Mumbai’s infrastructure ambitions received a significant boost with the Mumbai Metropolitan Region Development Authority (MMRDA) securing a whopping Rs. 4.07 lakh crore ($48 billion) in funding commitments from a set of public-sector financial institutions. With a target of raising $100 billion, MMRDA now intends to source the remaining $52 billion from global lenders to push forward an array of infrastructure projects across the Mumbai Metropolitan Region (MMR).


The scale of ambition is undeniable. The funding will go toward projects in urban transport, housing, smart services, energy-efficient systems and multimodal connectivity - sectors that have long languished under inadequate investment and chronic delays. The lenders, including state-run power and housing finance agencies, have extended generous long-term lines of credit. The financial model, structured around a 20:80 equity-to-debt ratio, is designed to expedite delivery without unduly burdening public finances.


Yet Mumbai’s residents could be forgiven for reacting with cautious scepticism rather than celebration. MMRDA, for all its planning prowess and technocratic vision, has often struggled with implementation. Time and again, bold promises have dissolved into half-complete infrastructure and years-long delays.

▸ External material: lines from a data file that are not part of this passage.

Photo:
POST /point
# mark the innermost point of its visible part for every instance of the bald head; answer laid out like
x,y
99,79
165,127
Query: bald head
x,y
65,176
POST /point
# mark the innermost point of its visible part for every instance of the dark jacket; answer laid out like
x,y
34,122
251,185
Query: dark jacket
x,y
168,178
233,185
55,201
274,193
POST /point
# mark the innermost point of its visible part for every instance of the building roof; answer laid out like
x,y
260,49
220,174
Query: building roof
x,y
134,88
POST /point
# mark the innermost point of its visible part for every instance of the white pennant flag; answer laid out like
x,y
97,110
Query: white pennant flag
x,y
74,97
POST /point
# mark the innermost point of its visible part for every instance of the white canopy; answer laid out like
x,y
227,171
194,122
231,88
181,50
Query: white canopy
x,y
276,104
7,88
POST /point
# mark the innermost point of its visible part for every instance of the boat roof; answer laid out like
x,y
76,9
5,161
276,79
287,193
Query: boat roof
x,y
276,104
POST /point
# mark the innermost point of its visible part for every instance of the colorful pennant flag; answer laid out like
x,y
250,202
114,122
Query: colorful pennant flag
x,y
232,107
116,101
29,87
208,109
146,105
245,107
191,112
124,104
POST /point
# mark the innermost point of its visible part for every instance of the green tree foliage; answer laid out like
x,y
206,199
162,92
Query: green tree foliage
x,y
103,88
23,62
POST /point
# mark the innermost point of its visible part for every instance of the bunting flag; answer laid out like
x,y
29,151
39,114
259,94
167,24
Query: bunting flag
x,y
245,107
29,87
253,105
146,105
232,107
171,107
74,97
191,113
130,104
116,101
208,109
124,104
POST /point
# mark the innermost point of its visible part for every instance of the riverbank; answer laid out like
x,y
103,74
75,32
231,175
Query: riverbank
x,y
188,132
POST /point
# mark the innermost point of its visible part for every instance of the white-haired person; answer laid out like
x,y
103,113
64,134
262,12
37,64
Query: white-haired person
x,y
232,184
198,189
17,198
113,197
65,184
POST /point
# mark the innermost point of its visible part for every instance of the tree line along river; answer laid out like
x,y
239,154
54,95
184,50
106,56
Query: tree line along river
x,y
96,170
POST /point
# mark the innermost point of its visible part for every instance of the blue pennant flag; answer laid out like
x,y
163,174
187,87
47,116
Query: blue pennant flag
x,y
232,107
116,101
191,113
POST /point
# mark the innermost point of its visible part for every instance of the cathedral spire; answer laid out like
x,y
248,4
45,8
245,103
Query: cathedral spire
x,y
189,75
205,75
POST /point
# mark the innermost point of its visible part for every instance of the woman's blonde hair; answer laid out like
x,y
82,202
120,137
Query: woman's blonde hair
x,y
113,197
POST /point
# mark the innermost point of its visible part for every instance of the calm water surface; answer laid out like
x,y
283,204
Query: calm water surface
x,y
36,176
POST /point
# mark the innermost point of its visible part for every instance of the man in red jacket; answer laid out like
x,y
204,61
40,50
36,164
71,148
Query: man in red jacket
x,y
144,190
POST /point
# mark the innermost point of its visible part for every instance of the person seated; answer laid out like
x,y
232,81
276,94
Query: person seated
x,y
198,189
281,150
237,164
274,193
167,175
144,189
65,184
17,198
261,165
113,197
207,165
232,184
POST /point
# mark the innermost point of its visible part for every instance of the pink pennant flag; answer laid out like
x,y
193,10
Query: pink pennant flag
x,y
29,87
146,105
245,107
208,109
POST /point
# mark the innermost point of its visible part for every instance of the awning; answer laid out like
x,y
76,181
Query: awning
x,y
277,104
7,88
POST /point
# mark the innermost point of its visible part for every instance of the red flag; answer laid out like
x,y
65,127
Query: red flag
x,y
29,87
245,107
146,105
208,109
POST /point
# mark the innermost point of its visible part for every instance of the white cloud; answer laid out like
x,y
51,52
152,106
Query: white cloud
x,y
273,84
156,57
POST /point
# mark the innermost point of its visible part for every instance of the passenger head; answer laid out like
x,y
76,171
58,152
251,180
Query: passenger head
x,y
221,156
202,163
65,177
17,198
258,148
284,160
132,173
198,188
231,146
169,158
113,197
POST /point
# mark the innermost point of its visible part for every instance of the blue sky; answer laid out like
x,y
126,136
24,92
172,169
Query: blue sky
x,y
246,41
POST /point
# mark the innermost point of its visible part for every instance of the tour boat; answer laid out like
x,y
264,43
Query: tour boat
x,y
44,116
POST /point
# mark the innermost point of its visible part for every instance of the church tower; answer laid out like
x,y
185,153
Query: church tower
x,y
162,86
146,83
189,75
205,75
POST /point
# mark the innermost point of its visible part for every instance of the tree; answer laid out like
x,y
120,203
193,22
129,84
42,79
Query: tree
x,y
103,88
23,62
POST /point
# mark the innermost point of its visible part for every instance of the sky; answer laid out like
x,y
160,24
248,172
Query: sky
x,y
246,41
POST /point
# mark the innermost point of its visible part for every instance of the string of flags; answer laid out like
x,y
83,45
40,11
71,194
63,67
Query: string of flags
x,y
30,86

Take the Mumbai Metro. First announced in 2006, the original master plan promised a comprehensive 146 km network by 2021. Nearly two decades on, only a fraction is operational. Monorail services, once pitched as a futuristic mobility solution, have been plagued by frequent breakdowns and questionable utility. Suburban rail and arterial roads remain chronically overburdened with no visible respite in sight.


The challenge is not ambition but execution. Securing debt is merely the beginning. Translating capital into concrete infrastructure requires institutional discipline, inter-agency coordination and political continuity - qualities that Mumbai’s urban governance ecosystem has too often lacked. Projects are delayed not just due to logistical complexity, but because of administrative opacity and overlapping jurisdictions.


There are also questions about repayment. The loans MMRDA has secured are substantial, but Indian cities have historically failed to monetise infrastructure assets effectively. Without clear mechanisms to generate long-term revenue, MMRDA could face mounting liabilities in future years. Moreover, the focus on marquee projects sometimes comes at the cost of fixing the basics. Pothole-ridden roads, outdated drainage systems and informal housing sprawl remain everyday realities for millions. Grand designs alone do not make a city liveable; functioning infrastructure does.


None of this is to suggest that MMRDA’s funding feat should be dismissed. The authority’s ability to marshal institutional finance at this scale is impressive, and the appetite for investing in urban India is clearly growing. But money must be matched by capacity. Without it, the Rs. 4 lakh crore will risk joining a long line of announcements that stirred hopes but delivered too little, too late.